Girotra thinks their time has come. “This year and the next five years are going to be big for VPPs,” he told me. The tide started to turn in California last summer, he said, after a successful test of the state’s VPP capacity had over 100,000 residential batteries dispatching more than 500 megawatts of power to the grid for two hours — enough to power about half of San Francisco. This led to a significant reduction in electricity demand during the state’s evening peak, with the VPP behaving just like a traditional power plant.
Armed with this demonstration of potential and its recent influx of cash, Lunar aims to scale its battery fleet, growing from about 2,000 deployed systems today to about 10,000 by year’s end, and “at least doubling” every year after that. Ultimately, the company aims to leverage the popularity of its Gridshare platform to become a market maker, helping to shape the structure of VPP programs — as it’s already doing with the Community Choice Aggregators that it’s partnered with so far in California.

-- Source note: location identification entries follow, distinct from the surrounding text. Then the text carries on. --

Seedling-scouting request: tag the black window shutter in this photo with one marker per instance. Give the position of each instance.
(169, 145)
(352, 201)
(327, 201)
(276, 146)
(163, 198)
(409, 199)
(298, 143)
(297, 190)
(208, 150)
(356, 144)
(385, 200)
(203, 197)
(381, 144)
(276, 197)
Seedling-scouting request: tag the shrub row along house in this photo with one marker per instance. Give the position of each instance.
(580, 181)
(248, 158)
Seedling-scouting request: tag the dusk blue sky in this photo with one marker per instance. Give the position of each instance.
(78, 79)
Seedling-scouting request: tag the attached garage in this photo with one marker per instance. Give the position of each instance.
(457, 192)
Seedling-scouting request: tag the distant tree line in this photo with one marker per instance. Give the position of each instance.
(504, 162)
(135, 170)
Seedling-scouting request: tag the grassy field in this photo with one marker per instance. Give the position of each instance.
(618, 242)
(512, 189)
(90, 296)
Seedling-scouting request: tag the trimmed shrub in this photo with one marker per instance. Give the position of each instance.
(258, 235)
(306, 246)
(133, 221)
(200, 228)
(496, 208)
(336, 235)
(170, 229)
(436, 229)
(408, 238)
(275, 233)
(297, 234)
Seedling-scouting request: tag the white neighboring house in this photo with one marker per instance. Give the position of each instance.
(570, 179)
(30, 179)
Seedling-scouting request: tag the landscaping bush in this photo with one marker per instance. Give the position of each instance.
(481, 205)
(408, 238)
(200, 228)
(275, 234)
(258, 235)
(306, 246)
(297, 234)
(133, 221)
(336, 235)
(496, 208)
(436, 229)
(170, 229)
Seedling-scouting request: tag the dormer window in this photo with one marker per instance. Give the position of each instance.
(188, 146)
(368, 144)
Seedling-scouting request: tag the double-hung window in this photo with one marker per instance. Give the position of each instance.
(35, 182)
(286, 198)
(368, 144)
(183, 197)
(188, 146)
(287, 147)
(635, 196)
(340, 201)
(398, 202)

In the meantime, Girotra said Lunar is also involved in lobbying efforts to push state governments and utilities to make it easier for VPPs to participate in the market. “VPPs were always like nuclear fusion, always for the future,” he told me. But especially after last year’s demonstration, he thinks the entire grid ecosystem, from system operators to regulators, are starting to realize that the technology is here today. ”This is not small potatoes anymore.”